How does MS Office’s protected view… protect?

358 viewsOtherTechnology

Why would locking editing stop a virus or malware that is already on my device from executing?

In: Technology

4 Answers

Anonymous 0 Comments

It doesn’t just prevent editing. Office files can also include “macros” which are small programs that can do useful tasks within the document. The legitimate use case for macros is for things like generating complex charts based on data. But the macros can do a lot of things that could be considered malicious, too.

So when Office doesn’t trust a file it opens it in Protected Mode and refuses to let any macros run. This may not display the file properly. There is a process you can go through to open the file without protected mode. Presumably you do that after you decide you trust the file, and after you’ve had a look to verify if it has macros you do not trust.

There was a period where Office was a great way to spread viruses, because programs like Outlook would cheerfully auto-load content and execute macros. This feature’s designed to prevent that, and by default makes you jump through hoops to get out of protected mode when it knows you downloaded the file from the internet.

You can still open a bad file and get wrecked by it, but the feature means MS feels like they warned you about the possibility first.

Anonymous 0 Comments

Its not just stoping you from editing, its stoping the file from doing anything. You not being able to edit is just a side effect from that and not the purpose. Viruses like any programm need to execute code and edit things in your computer if the file cant change anything the virus in that file cant change anything aswell.

Anonymous 0 Comments

Office’s Protected View does more under the hood than you think.

One step is stopping macros, which is basically code that executes within Word to, say, make custom tables or layouts. This code can also sometimes contain commands that go outside of the program scope and into the system (it can delete files, change system settings, etc.) which can have some legitimate uses (say, taking hundreds of Word documents and merging them into one, then deleting the originals afterwards) but are often used for doing Bad Things to your computer.

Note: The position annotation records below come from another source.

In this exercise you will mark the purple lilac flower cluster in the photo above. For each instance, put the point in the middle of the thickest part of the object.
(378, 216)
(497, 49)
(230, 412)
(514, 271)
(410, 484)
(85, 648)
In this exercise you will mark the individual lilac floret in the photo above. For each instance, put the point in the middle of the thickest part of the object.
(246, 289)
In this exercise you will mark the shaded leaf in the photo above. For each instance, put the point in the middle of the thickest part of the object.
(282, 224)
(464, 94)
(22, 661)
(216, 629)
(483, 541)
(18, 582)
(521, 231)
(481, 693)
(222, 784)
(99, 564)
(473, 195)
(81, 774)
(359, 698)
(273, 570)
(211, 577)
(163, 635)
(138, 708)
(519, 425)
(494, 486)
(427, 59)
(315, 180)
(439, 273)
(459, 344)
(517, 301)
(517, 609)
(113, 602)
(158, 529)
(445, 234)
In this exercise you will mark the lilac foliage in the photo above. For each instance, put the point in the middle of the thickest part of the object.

It also opens the file in a low-integrity process, basically Word telling Windows “let’s open this weird file but it may hack me and make me do crazy dangerous stuff, so don’t trust anything I say from now on”; for context, processes can only see and change data from other programs in the same integrity level or below, so a low-integrity process can only access other low-integrity programs (basically none, most programs run in normal or high-integrity mode, with low-integrity being used exclusively for preventing potentially bad programs from interacting with the rest of the system).

Anonymous 0 Comments

> virus or malware that is already on my device

Here’s the point you missed. Stuff that is only on the hard drive is harmless, no matter what it is. It’s like having hermetically sealed packages in your cupboard. They won’t give you food poisoning unless you open them and eat their contents.

This even is true for your computer’s memory (RAM). If something malicious only sits there as *data*, it can’t do anything.

For it to become alive, it needs to be executed. (Now that’s a paradoxical sentence, isn’t it?) Or, in other words, the CPU must read it as instructions and follow those instructions. At this point, it can then change the list of stuff that will be read from the disk and executed automatically when a computer starts.

The protected view is a way of treating the whole document as data, even the parts that normally would be treated as instructions.

Here’s a very simple example:

rm -rf /

This ^ is malicious code. If it were executed (with the help of a sh-compatible shell program, as it is not compiled into machine code itself), it would delete all files from your computer.

Yet, it now exists safely on your computer. It’s in memory, in temporary files your web browser uses, and on your screen. That’s because it is treated as data, so it can’t do anything.